El destino de Juan Morenas
Capítulo III
El número 2224 era un hombre de treinta y cinco
años, sólidamente constituido. Su rostro era franco y
denotaba a un tiempo inteligencia y resignación; no la
resignación del bruto cuyo cerebro ha sido aniquilado por un
trabajo degradante, sino la aceptación reflexiva de una
desgracia inevitable, en manera alguna incompatible con la
supervivencia de la energía interior, como lo atestiguaba la
firmeza de su mirada.
Estaba acoplado a un viejo forzado, quien, más
endurecido y más bestial, contrastaba singularmente con
él, y cuya frente deprimida no debía abrigar más
que pensamientos abyectos.
Las parejas estaban izando entonces los
mástiles de un navío recientemente botado, y, con objeto
de acompasar sus esfuerzos, cantaban la canción de la Viuda. La
Viuda es la guillotina, viuda de todos aquellos a quienes mata:
«Oh! Oh! Oh! Jean-Pierre,
oh!
Fais toilette!
V'là! v'là 1'barbier! oh!
Oh! Oh! Oh! Jean-Pierre, oh!
V'là la charrette!
Ah! ah! ah!
Faucher Colas!»
El señor Bernardón
aguardó pacientemente a que los trabajos fuesen interrumpidos.
La pareja que le interesaba se aprovechó del respiro para
descansar. El más viejo de los dos forzados se tendió
cuan largo era sobre el suelo, y el más joven, apoyándose
sobre los brazos de un ancla, se quedó en pie.
El marsellés se acercó a este
último.
-Amigo mío -le dijo-, desearía
hablarle.
Para adelantarse hacia su interlocutor, el
número 2224 tuvo que estirar la cadena, cuyo movimiento
sacó al viejo forzado de su somnolencia.
-¡Eh, eh! -dijo-. ¿Vas a quedarte
quieto?
-Cállate, Romano. Quiero hablar a este
señor.
-¡Te digo que no quiero!
-¡Vamos, suelta un poco de tu cadena!
-No, cojo la mitad que me corresponde.
-¡Romano...! ¡Romano! -gritó el
número 2224, que comenzaba a sulfurarse.
-¡Pues bien, juguémosla! -dijo Romano
sacando del bolsillo una baraja grasienta.

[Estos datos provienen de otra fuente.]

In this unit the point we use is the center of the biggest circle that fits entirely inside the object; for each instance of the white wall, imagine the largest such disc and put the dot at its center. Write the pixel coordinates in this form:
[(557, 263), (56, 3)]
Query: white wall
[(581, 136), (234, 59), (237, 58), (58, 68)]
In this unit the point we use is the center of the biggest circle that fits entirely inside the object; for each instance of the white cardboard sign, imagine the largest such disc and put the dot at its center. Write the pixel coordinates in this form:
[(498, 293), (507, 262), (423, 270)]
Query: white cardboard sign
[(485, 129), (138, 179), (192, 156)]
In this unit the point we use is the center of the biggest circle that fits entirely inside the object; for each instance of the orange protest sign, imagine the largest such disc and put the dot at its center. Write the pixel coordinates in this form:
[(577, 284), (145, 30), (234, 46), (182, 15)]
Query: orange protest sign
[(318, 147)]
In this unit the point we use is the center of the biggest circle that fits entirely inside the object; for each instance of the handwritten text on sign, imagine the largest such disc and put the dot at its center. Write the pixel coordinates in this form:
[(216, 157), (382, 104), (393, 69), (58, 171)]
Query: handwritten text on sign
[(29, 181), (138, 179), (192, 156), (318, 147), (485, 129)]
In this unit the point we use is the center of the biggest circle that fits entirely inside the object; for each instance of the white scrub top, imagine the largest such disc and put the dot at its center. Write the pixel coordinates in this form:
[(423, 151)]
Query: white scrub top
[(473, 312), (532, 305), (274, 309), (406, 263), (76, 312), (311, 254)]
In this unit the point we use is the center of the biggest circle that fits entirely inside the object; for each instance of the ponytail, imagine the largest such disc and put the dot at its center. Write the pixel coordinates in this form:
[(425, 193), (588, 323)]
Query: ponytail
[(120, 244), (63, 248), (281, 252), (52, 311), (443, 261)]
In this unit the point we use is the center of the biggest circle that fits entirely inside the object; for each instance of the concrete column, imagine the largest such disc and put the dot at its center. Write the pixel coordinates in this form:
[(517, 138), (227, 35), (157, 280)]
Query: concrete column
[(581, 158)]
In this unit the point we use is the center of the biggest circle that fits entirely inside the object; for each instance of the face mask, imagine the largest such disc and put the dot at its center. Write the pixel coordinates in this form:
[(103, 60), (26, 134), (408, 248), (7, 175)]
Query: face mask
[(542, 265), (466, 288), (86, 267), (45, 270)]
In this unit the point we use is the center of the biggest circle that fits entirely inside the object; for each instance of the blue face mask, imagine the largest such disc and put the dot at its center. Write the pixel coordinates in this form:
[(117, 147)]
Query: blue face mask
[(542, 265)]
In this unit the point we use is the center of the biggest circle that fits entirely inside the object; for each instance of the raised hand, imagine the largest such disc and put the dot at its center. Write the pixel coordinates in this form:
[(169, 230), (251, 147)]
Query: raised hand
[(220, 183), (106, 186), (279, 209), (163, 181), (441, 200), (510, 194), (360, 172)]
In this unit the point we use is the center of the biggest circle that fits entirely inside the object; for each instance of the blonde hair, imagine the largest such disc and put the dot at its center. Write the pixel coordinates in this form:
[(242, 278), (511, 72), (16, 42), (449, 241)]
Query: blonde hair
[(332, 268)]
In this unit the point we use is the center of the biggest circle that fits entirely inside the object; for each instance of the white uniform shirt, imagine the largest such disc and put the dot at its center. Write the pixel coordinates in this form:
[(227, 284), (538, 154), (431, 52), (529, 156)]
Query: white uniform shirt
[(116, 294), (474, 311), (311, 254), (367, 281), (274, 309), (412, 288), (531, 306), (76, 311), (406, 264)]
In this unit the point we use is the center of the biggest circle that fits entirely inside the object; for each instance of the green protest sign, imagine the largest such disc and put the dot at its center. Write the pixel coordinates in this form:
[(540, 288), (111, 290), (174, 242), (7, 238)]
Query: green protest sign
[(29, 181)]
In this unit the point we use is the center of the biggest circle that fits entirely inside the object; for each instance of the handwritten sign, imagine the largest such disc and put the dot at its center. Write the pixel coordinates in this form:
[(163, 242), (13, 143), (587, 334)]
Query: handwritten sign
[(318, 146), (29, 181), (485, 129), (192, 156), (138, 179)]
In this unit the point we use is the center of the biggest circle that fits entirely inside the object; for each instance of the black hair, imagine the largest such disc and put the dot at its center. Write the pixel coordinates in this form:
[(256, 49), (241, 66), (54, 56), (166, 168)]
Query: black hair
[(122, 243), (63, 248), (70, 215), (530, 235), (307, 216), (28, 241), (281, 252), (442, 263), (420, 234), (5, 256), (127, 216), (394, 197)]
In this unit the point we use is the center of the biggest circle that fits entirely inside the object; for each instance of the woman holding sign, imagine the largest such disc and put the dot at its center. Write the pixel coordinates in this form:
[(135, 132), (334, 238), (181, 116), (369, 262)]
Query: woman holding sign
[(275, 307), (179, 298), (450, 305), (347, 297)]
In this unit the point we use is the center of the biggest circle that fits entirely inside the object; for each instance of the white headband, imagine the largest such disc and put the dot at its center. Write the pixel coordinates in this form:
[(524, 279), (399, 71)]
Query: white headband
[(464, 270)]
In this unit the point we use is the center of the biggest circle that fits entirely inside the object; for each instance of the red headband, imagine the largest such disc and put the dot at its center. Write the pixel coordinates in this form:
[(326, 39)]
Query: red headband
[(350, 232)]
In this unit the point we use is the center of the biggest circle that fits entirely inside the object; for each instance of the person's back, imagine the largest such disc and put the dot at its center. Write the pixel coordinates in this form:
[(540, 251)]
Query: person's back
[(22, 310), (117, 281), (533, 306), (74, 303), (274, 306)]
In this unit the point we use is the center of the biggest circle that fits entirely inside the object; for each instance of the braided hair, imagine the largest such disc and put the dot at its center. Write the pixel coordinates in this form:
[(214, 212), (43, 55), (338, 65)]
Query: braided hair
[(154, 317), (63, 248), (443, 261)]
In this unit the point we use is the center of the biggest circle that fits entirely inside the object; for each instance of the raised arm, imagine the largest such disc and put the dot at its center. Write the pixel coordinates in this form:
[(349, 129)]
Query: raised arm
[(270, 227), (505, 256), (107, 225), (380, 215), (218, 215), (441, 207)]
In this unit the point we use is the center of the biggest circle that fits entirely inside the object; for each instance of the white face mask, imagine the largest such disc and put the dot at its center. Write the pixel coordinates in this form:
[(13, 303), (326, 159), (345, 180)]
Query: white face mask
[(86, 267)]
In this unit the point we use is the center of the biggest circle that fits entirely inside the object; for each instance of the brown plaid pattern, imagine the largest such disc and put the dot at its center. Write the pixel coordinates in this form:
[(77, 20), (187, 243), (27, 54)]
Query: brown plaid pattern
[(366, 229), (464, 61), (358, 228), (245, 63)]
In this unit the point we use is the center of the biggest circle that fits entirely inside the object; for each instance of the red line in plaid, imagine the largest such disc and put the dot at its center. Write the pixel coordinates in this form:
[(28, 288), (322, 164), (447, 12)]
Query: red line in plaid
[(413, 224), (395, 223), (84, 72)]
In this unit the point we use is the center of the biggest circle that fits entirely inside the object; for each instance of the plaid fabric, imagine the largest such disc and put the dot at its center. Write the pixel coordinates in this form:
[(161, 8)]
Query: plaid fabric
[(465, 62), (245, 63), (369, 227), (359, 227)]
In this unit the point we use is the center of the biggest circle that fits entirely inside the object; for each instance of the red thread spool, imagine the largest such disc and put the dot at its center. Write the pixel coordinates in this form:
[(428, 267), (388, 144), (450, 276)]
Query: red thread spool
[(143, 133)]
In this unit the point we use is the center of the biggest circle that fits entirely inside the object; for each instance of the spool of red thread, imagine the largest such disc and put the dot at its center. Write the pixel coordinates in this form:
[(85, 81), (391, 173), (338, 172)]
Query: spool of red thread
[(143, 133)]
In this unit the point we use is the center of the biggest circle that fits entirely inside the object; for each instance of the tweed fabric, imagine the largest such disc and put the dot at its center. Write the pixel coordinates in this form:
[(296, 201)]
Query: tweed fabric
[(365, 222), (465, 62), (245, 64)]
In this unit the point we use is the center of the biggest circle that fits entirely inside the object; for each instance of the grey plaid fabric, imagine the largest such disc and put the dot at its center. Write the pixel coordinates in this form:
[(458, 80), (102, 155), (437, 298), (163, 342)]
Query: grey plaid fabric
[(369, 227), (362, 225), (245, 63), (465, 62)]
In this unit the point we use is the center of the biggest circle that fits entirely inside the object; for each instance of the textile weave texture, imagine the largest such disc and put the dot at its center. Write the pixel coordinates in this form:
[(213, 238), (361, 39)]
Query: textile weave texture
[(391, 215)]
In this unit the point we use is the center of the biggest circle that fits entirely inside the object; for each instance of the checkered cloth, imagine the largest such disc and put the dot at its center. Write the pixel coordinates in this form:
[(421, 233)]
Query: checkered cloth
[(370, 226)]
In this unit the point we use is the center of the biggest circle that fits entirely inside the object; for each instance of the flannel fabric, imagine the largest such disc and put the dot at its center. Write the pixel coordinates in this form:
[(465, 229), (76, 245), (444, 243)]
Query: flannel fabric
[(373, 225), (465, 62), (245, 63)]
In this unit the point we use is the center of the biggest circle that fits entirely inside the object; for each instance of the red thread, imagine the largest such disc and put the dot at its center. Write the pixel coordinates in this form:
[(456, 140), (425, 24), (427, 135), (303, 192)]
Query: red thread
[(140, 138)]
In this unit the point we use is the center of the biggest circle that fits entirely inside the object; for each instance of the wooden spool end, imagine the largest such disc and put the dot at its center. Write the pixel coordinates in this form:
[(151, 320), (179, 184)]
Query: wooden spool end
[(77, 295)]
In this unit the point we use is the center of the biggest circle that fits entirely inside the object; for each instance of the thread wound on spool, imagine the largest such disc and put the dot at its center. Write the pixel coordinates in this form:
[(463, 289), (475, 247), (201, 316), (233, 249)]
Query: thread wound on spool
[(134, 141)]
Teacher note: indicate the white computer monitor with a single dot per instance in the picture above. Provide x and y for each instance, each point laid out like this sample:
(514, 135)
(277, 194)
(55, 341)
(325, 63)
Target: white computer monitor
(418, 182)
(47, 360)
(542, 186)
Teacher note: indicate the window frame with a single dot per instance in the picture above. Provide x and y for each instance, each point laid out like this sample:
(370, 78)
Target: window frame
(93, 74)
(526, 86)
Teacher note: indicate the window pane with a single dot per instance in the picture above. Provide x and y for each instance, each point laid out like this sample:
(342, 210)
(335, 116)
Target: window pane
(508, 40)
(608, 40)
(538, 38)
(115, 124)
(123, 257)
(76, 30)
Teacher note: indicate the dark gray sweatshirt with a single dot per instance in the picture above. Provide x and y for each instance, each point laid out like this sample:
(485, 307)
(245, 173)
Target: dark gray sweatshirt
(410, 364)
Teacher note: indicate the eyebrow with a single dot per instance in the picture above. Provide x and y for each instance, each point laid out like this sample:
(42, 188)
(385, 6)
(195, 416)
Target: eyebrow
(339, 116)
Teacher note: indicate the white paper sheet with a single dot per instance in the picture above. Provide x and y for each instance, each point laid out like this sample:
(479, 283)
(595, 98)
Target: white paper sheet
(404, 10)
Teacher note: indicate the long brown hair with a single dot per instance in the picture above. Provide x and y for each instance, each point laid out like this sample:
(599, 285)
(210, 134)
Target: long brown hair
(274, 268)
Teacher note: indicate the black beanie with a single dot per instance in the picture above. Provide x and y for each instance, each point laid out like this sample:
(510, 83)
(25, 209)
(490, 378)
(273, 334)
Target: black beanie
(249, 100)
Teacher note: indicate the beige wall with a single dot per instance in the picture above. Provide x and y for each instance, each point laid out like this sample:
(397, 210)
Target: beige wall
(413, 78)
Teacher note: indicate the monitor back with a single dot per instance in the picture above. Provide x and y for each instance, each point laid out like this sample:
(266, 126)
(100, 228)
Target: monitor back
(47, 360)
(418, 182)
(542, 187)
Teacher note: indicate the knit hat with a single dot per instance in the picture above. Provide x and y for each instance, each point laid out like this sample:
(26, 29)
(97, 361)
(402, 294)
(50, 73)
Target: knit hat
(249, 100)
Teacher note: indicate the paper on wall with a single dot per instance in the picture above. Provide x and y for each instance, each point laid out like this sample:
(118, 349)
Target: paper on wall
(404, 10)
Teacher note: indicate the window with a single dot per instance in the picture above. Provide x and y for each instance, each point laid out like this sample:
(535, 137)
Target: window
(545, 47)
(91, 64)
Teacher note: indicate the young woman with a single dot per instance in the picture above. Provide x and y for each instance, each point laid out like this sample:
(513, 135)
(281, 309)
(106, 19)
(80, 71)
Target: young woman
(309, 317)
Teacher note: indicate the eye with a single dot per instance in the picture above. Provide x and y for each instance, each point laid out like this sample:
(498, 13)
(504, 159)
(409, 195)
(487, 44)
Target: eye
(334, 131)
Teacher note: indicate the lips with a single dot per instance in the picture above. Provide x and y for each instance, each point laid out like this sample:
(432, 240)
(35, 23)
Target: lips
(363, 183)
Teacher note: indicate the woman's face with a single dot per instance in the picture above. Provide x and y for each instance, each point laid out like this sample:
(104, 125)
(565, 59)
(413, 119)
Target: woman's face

-Bueno -dijo el joven forzado.
La cadena de los dos forzados estaba formada por
dieciocho anillos de seis pulgadas. Cada uno poseía, pues,
nueve, y disponía, por tanto, de un radio equivalente de
libertad.
El señor Bernardón se adelantó
hacia Romano.
-Yo le compro su parte de cadena.
-¿Y con qué?
El negociante sacó cinco francos de su
bolsillo.
-¡Un ojo de buey...! -exclamó el
forzado-. ¡No hay más que hablar!
Se apoderó de la moneda, que desapareció
no se sabe dónde, y luego, extendiendo sus anillos, que
había enrollado ante él, recobró su
posición, acostándose en el suelo.
-¿Qué quiere usted de mí?
-preguntó el número 2224 al marsellés.
Éste, mirándole fijamente, dijo:
-Se llama usted Juan Morenas, y fue condenado a veinte
años de galeras por homicidio y robo. En la actualidad, ha
cumplido ya la mitad de su pena.
-Es cierto -dijo Juan Morenas.
-Es usted hijo de Juana Morenas, de la villa de
Sainte Marie des Maures.
-¡Mi pobre querida madre! -dijo el condenado
tristemente-. ¡No me hable usted de ella...!
¡Murió!
-Hace nueve años -dijo el señor
Bernardón.
-También es verdad. ¿Quién, pues,
es usted, caballero, para conocer tan bien mis asuntos?
-¿Qué le importa? -replicó el
señor Bernardón-. Lo esencial es lo que yo deseo hacer en
favor de usted. Escuche y tratemos de no prolongar demasiado nuestra
conversación. De aquí a dos días, prepárese
para huir. Compre el silencio de su compañero,
prometiéndole cuanto sea necesario, que yo cumpliré mi
promesa. Cuando se halle usted dispuesto, recibirá las
instrucciones necesarias. ¡Hasta la vista!
El marsellés prosiguió tranquilamente su
inspección, dejando al forzado estupefacto con lo que acababa de
oír. Dio algunas vueltas por el Arsenal, visitó diversos
talleres y pronto llegó hasta donde se encontraba su carruaje,
cuyos caballos le llevaron al trote largo.